Lahan eksekusi diserahkan ke PT KAI sesuai putusan Pengadilan yang telah berkekuatan hukum tetap
Baca juga: Nikmatnya Naik-Turun Kereta Api di Stasiun Cibadak Sukabumi: Penumpang Bisa Petik Buah Anggur Gratis
Grondkaart adalah peta bersejarah yang memuat informasi mengenai bidang tanah beserta fasilitas yang berada di atasnya, seperti bangunan, saluran air, rel, dan fasilitas lainnya. Dokumen ini dibuat lembaga pertanahan atau Kadaster, dan disahkan Gubernur Jenderal pada masa itu. Grondkaart bukan sekadar gambar atau peta biasa, melainkan bagian dari dokumen administrasi pertanahan yang mencatat penguasaan dan penggunaan tanah untuk kepentingan perkeretaapian.

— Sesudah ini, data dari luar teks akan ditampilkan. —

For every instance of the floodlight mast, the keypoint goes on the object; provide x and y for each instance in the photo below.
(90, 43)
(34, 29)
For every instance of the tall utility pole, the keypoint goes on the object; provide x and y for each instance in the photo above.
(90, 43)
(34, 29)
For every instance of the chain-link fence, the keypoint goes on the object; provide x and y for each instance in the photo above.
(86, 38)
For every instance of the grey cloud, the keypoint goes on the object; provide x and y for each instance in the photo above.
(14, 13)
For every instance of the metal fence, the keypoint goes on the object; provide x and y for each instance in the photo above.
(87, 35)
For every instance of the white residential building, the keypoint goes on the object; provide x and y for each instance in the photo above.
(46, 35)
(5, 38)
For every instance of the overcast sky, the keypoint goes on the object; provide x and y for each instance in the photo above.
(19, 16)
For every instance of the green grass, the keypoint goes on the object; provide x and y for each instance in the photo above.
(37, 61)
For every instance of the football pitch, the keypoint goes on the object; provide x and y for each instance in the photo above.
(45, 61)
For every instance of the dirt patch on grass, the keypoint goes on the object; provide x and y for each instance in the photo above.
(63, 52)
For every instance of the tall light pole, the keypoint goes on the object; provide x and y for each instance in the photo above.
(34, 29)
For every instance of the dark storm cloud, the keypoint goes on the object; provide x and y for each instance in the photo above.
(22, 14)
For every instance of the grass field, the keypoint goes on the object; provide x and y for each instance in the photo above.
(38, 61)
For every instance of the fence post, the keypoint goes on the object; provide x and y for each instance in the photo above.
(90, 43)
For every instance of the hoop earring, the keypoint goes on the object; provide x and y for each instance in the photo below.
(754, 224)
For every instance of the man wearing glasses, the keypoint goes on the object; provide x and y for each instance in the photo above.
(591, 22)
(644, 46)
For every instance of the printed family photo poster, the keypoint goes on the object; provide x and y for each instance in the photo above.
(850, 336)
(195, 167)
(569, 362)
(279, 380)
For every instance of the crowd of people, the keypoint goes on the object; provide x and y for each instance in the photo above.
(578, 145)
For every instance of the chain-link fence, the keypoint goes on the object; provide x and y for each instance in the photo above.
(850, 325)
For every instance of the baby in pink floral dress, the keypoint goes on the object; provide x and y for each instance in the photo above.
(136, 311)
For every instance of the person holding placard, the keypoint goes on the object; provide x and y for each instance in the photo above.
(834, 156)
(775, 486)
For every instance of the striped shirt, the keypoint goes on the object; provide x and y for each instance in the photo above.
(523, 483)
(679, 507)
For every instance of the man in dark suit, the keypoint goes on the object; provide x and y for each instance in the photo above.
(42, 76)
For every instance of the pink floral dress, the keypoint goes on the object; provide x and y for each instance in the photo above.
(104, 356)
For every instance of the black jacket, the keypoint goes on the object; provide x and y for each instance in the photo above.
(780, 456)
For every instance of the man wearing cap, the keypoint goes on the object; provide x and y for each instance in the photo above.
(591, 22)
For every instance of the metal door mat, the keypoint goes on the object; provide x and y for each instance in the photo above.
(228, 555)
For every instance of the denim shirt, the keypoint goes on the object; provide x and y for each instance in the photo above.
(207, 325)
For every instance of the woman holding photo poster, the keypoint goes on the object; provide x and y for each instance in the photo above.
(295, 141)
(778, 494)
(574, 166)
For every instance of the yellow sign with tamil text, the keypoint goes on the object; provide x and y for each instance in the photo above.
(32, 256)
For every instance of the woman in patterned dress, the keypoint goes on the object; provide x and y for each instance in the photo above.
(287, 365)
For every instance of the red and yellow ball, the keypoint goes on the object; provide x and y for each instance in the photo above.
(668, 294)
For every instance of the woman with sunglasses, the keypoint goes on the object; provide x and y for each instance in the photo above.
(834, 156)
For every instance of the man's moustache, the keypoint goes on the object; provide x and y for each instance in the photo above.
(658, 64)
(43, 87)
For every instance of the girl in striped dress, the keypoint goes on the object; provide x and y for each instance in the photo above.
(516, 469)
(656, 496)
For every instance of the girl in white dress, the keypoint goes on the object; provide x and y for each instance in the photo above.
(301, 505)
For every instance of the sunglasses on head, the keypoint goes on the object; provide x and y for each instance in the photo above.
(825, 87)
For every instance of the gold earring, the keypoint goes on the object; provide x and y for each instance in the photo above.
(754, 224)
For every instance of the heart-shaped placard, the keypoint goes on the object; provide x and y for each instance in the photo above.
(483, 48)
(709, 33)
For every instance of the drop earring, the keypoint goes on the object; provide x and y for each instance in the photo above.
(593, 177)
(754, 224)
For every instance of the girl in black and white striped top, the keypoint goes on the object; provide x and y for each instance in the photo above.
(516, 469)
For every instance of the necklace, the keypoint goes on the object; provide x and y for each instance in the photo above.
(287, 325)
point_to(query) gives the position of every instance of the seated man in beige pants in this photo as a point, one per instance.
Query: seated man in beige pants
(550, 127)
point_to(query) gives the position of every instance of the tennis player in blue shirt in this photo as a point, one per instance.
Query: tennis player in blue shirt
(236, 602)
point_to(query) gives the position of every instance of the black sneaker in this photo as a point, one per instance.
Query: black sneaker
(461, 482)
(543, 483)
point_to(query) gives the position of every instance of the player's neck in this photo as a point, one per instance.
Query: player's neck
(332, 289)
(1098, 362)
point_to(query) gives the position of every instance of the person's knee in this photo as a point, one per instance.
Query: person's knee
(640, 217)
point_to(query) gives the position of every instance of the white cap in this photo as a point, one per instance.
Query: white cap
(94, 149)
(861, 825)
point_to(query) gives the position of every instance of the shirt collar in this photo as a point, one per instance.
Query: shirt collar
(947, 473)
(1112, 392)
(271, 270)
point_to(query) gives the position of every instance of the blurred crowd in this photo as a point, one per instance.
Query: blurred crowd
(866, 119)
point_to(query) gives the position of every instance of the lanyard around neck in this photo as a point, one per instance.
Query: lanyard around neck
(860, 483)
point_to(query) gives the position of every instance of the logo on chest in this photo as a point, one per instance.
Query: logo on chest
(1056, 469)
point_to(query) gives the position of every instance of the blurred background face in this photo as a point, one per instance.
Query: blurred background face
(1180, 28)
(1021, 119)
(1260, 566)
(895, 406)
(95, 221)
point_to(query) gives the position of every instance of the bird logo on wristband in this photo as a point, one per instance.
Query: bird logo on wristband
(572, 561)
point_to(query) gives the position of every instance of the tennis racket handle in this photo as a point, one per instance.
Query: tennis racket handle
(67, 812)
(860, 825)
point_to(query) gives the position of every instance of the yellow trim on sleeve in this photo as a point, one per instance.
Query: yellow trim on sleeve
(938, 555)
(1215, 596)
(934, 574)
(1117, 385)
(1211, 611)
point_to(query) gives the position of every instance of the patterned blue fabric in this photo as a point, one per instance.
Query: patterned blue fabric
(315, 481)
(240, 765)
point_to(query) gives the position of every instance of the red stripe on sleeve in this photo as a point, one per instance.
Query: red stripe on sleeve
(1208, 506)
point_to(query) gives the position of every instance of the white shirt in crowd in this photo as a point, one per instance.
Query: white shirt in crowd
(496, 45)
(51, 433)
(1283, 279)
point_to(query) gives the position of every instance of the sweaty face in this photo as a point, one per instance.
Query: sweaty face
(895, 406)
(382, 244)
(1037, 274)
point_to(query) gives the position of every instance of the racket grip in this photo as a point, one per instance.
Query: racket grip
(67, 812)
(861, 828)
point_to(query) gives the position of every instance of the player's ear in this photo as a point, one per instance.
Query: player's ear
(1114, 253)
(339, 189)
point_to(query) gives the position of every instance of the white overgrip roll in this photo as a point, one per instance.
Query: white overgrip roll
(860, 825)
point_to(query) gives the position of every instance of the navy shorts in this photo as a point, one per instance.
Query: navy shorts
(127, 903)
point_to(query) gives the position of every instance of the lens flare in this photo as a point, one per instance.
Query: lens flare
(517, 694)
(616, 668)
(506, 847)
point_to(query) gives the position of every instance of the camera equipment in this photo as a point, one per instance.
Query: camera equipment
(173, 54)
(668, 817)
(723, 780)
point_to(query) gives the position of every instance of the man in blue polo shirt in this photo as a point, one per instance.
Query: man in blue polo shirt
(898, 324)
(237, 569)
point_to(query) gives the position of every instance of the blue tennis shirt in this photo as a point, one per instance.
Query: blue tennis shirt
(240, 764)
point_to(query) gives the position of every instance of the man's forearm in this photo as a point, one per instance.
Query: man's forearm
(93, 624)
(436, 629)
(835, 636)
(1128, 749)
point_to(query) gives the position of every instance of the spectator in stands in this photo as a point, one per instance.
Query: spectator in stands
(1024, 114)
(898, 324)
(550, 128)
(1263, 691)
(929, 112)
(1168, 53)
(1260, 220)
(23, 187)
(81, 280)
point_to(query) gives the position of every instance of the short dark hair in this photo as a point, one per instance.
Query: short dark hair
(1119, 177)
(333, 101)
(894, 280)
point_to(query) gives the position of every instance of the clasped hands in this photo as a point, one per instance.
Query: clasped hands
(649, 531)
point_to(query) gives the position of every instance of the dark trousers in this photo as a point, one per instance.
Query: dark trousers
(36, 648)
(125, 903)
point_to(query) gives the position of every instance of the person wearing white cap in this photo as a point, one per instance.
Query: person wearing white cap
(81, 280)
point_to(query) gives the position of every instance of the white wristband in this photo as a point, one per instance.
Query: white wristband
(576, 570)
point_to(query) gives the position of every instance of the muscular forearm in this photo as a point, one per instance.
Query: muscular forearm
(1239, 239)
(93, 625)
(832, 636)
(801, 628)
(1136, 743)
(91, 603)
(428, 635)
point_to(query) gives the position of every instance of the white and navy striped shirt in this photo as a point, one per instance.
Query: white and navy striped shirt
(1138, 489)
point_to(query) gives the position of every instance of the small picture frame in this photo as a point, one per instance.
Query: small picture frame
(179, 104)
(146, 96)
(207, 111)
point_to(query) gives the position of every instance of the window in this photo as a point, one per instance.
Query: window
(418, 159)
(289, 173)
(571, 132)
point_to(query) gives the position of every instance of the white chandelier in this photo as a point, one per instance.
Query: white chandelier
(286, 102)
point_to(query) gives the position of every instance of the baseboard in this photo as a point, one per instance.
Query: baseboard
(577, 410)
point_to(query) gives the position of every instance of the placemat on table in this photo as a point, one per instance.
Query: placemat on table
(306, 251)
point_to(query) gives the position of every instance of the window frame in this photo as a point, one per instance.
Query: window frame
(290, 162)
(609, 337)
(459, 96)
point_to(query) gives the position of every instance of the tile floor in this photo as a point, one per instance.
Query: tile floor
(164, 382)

Keberadaan Grondkaart telah diperiksa bersama dokumen pendukung lainnya melalui proses pembuktian di pengadilan. Majelis Hakim menyatakan, Grondkaart adalah alas hak yang sah bagi PT KAI. Keberadaan Grondkaart sebagai bukti hak juga telah dikenal dalam sejumlah yurisprudensi Mahkamah Agung (MA) RI.
Manager Humas PT KAI Daop 1 Jakarta, Franoto Wibowo, mengatakan, langkah hukum itu dilakukan sebagai bagian dari tanggung jawab perusahaan dalam menjaga, mengamankan, dan melindungi aset PT KAI, yang memiliki dasar serta bukti hukum yang sah. PT KAI tidak pernah berupaya mengambil atau menguasai tanah yang menjadi hak pihak lain. Penertiban maupun pengamanan aset hanya dilakukan terhadap lahan yang secara administratif dan hukum tercatat sebagai aset PT KAI, serta telah melalui proses pemeriksaan dan pembuktian sesuai dengan ketentuan yang berlaku.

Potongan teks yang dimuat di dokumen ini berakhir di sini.